Teatime on an April Sunday and Wexford supporters are dawdling on the pitch in Nowlan Park drinking in the sort of day they wouldn't usually dare hope for. A man in a jersey from a few versions ago is earnestly explaining to (presumably) his wife that this is no time to be getting carried away. Thankfully, the lady has more sense and tells him to cop himself on. If not now, when?

All across the field, it’s as though bathtub plugs have been pulled here and there, sucking kids towards Lee Chin and Conor McDonald and Matthew O’Hanlon. It will be a good three-quarters of an hour before Chin makes it to the dressing-room, the matinee idol of Wolfe Tone Villas gathering the huddled masses to him like he knows every one of them. A couple of old-timers smile and head for the exit, idly wondering if the ice-cream van that was outside beforehand is still open for business.

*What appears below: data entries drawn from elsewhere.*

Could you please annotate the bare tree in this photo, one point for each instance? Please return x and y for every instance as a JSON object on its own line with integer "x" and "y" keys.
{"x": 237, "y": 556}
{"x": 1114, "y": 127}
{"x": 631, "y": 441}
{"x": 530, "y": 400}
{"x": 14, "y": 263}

Was there anyone outside Kilkenny on Sunday who heard the Wexford result and wasn’t a little bit delighted for them? It is an indisputable fact of GAA life that nobody has much of a bone to pick with Wexford. Maybe it’s a summer holiday thing, or maybe it’s the fact that they speak with the least threatening accent in the English language. One way or another, it’s hard not to feel that much is right with the world when there’s a bit of Wexford happiness in the mix.

Counties have characteristics. The planed uniformity of the modern world can’t keep who you are hidden forever – or not enough of you at any rate. When Conor McDonald was joking in the tunnel afterwards that you only have to give Wexford fans a sniff of success and they go wild with it, he wasn’t the first or the last to crack that sort of gag. Every middling county gets goggle-eyed at an upset win but only in Wexford do they get a name for it.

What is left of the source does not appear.